Vous dites que la Belgique se préoccupe peu du paysage…

Chez nous, il y a une riche tradition de jardins. Je pense à René Pechère (1908-2002) ou Jacques Wirtz (1924), mais aussi aux jardiniers du Moyen Age qui avaient une vaste connaissance des plantes grâce à nos conditions idéales de culture, en termes de sol et climat. En revanche, les notions de paysage et de paysagisme sont moins considérées. Quand je me suis lancé, même mon assureur a dû redéfinir mon contrat, car il disposait de modèles pour les architectes, les architectes de jardin, mais rien pour ce que je faisais. Mon métier n’existait pas ! Notre nation se situe entre les paysages néerlandais façonnés par l’homme et ceux, plus naturels, de la France, mais elle-même ne dispose ni des uns, ni des autres. Le relief est tellement plat qu’on peut construire n’importe où, il n’y a quasi plus de villages, de villes, juste une continuité de bâti, qui me fascine et me dégoûte. Pour enrayer cet étalement urbain, je pense qu’il faut miser sur les cours d’eau, qui sont la dernière résistance du paysage à la pression du développement. A Bruxelles, 80 % des espaces verts sont liés aux affluents de la Senne. Mon idée : créer un système de parcs linéaires liés à ces rivières. Il permettrait à l’eau de s’infiltrer peu à peu dans le sol pour ne pas submerger les bassins d’orage. Ces espaces offriraient un lieu nouveau pour appréhender la cité.

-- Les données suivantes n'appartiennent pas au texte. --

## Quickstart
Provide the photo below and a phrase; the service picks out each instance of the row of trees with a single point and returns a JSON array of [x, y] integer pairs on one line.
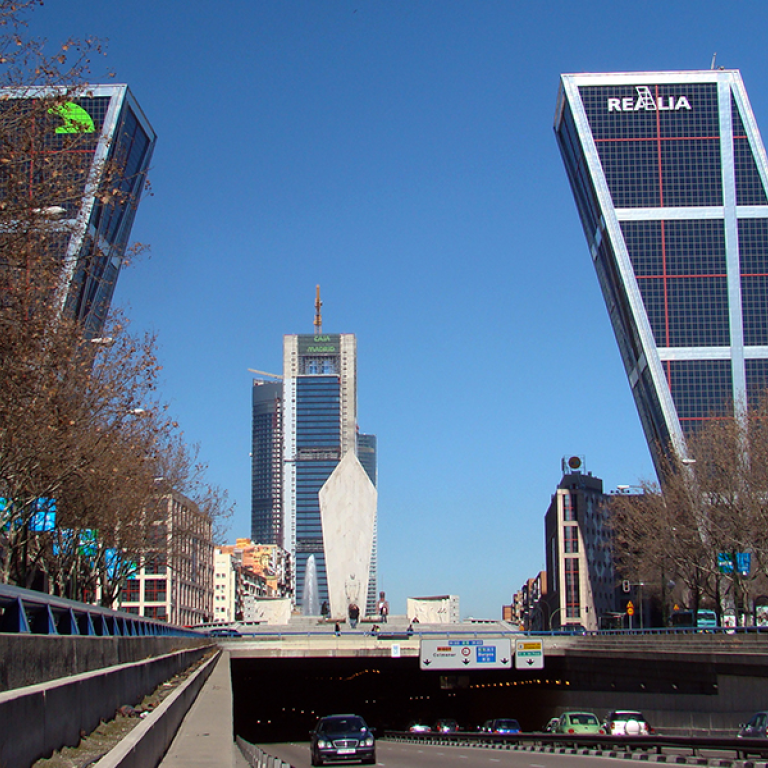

Comment abordez-vous un nouveau projet ?

On fait d’abord une lecture précise de l’existant, couche par couche, thème par thème : la végétation, l’hydrographie, la topographie, etc. On analyse les vues aériennes et on redessine par-dessus tantôt les arbres, tantôt les cours d’eau… Ensuite, on compare les cartes pour trouver des corrélations. Nous avons fait une recherche sur Bordeaux et, en mettant en parallèle l’analyse de la direction des vents et celle des affluents de la Garonne, nous avons trouvé une solution innovante d’aménagement du territoire. Dans cette ville, le réchauffement climatique a un impact important sur la culture vinicole. Avec des ingénieurs, on a constaté que les vents venant de l’ouest, refroidis par les Landes et l’Atlantique, pouvaient, si on les canalisait le long de l’eau, créer une sorte d’air conditionné territorial. Jouer sur le climat du lieu grâce au paysage, il y a un vrai futur là-dedans !

Paysagisme et architecture sont-ils néanmoins liés ?

J’essaie de faire comprendre à tout le monde que le paysage n’est pas un dérivat de l’architecture mais un compagnon. A mes yeux, mon métier s’inscrit davantage dans la continuité de la peinture, de cette recherche de montrer autrement l’existant.

Paysages-Landschappen, Bas Smets, deSingel, 25, Desguinlei, à 2018 Anvers. www.desingel.be Jusqu’au 5 janvier 2014.